On 15-04-08, Alexander Belopolsky wrote:
> On Wed, Apr 8, 2015 at 6:52 PM, Isaac Schwabacher <ischwabacher(a)wisc.edu <ischwabacher(a)wisc.edu>> wrote:
> > > So "storing the offset" and "storing a flag" are not two alternative solutions to the same problem- these
> > > are two solutions to two different problems.
> > I'm viewing a time zone as a map from UTC to local time; for example, America/Chicago is a time zone. I'm not proposing storing the offset as an alternative to storing the *time zone*, I'm proposing it as an alternative to storing whether a given time is DST or not.
> When you are proposing to store something, you also need to specify where you are proposing to store it. In the current design, local time information is stored in the datetime object and the rules that govern UTC to local mapping (and back) are stored in the tzinfo object. The implementors of concrete tzinfo subclasses are supposed to have access to time zone rules and implement utcoffset(dt), together with dst(dt) and tzname(dt) methods.
> Storing isdst in the datetime object would allow utcoffset(dt) to distinguish between 1:30AM before clock change and 1:30AM after. Where do you propose to store the offset?
I propose to add an offset field to datetime.datetime. It should be set precisely when the tz field is set, and it should contain either a timedelta or an integer number of (possibly fractional) seconds, depending on what color the bikeshed gets painted. This is, IIUC, precisely where Lennart is proposing to store the is_dst flag.
I just looked through the datetime documentation, and it looks like the currently blessed way of creating an aware datetime from a naive local datetime and a tzinfo is datetime.replace, which is too low level to handle the job. This method will either need to grow some validation, or there will need to be a tzinfo.localize(localtime, is_dst) method as well.
> If you store it in dt, why would you need the tzinfo?
You can't do arithmetic without a time zone. Which is to say, if you try to do arithmetic without a time zone, you're implicitly doing it in a fixed offset time zone. So there's no way to disambiguate between
"2013-11-03 01:30:00-0500 America/Chicago" + "1 hour" = "2013-11-03 01:30:00-0600 America/Chicago" and
"2013-11-03 01:30:00-0500 America/New_York" + "1 hour" = "2013-11-03 02:30:00-0500 America/New_York".
> > We really don't care whether a time is DST or not;
> You may not care about it, but current tzinfo interface and tzinfo.fromutc(dt) method do. Whatever new features are added to the standard library, they cannot break existing uses. This means that whatever concrete tzinfo implementations we add to stdlib, they must provide an implementation of tzinfo.dst(dt) method.
I don't really mean we don't care; I mean that it's not close to orthogonal to the other things we care about in the way that local time and UTC time are. You'll never ask for *just* the DST flag. So making you look up in zoneinfo whether a given (localtime, offset, tzinfo) triple represents DST or STD is not as onerous, because if you used the other representation, you'd still be looking in zoneinfo for some other piece of information that the user asked for at the same time. So we implement the datetime.astimezone()

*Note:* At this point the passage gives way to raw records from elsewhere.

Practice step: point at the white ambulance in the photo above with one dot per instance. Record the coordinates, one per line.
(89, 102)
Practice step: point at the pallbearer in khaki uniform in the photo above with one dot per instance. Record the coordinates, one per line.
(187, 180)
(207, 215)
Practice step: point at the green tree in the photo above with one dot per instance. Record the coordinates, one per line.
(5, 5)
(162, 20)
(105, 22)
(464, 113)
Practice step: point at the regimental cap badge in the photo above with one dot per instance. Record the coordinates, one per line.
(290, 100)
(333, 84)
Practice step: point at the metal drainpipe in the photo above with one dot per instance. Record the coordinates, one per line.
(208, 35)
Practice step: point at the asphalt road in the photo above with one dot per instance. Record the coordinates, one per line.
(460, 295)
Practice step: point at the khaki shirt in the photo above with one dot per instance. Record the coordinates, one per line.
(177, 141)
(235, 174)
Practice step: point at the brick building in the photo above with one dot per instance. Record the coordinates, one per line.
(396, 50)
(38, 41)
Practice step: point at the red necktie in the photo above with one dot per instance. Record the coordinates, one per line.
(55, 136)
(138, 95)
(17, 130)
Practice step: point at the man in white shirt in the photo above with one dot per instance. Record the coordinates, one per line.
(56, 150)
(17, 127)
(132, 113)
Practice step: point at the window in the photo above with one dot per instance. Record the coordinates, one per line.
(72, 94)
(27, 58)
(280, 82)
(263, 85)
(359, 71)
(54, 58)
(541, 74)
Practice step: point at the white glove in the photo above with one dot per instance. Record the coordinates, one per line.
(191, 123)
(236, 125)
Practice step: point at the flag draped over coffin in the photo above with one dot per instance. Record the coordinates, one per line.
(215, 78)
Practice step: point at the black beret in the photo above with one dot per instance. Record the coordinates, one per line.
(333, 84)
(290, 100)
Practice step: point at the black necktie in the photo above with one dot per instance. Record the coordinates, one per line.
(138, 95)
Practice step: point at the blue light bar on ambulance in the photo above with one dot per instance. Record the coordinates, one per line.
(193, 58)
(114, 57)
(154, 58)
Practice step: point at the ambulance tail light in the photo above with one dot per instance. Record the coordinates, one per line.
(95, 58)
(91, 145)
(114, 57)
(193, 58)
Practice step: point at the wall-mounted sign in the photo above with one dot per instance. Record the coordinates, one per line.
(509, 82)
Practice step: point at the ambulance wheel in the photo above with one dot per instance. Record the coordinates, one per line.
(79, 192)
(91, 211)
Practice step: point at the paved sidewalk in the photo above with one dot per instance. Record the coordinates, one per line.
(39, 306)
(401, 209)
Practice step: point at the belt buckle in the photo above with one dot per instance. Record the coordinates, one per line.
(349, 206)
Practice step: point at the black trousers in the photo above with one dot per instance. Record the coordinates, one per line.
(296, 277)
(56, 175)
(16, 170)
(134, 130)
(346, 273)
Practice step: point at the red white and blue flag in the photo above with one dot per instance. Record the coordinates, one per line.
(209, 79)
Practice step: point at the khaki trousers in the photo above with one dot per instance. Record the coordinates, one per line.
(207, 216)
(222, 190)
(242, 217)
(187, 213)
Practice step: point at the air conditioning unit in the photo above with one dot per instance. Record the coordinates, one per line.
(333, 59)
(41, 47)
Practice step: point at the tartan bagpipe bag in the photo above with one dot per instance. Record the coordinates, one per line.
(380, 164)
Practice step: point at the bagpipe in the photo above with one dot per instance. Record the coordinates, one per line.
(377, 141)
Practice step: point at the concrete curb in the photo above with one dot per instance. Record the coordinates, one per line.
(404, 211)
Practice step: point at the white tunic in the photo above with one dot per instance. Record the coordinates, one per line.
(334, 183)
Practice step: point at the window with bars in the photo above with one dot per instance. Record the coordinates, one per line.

> > So our times would look like "2013-11-03 01:30:00-0500 America/Chicago" and an hour later, "2013-11-03 01:30:00-0600 America/Chicago". And all of that information is stored in the datetime object.
> I don't think this is what most people would expect
> $ TZ=America/Chicago date
> Wed Apr 8 18:26:01 CDT 2015
> $ TZ=America/Chicago date +"%c %z"
> Wed 08 Apr 2015 06:27:09 PM CDT -0500
> and not have location as a part of their timestamps.
> Regardless, whatever the proposal to add timezones to stdlib will end up being, it must include the ability to implement an equivalent of UNIX date command shown above.
Sorry, I meant that to show off the internal representation, rather than intending it as the literal string representation. But I *do* think that the right representation of a time zone-aware time is (localtime, offset, tzinfo), and the __repr__ should reflect that. Anyone who wants "CDT" instead of "-0500 America/Chicago" is talking to a human instead of a computer and should use strftime.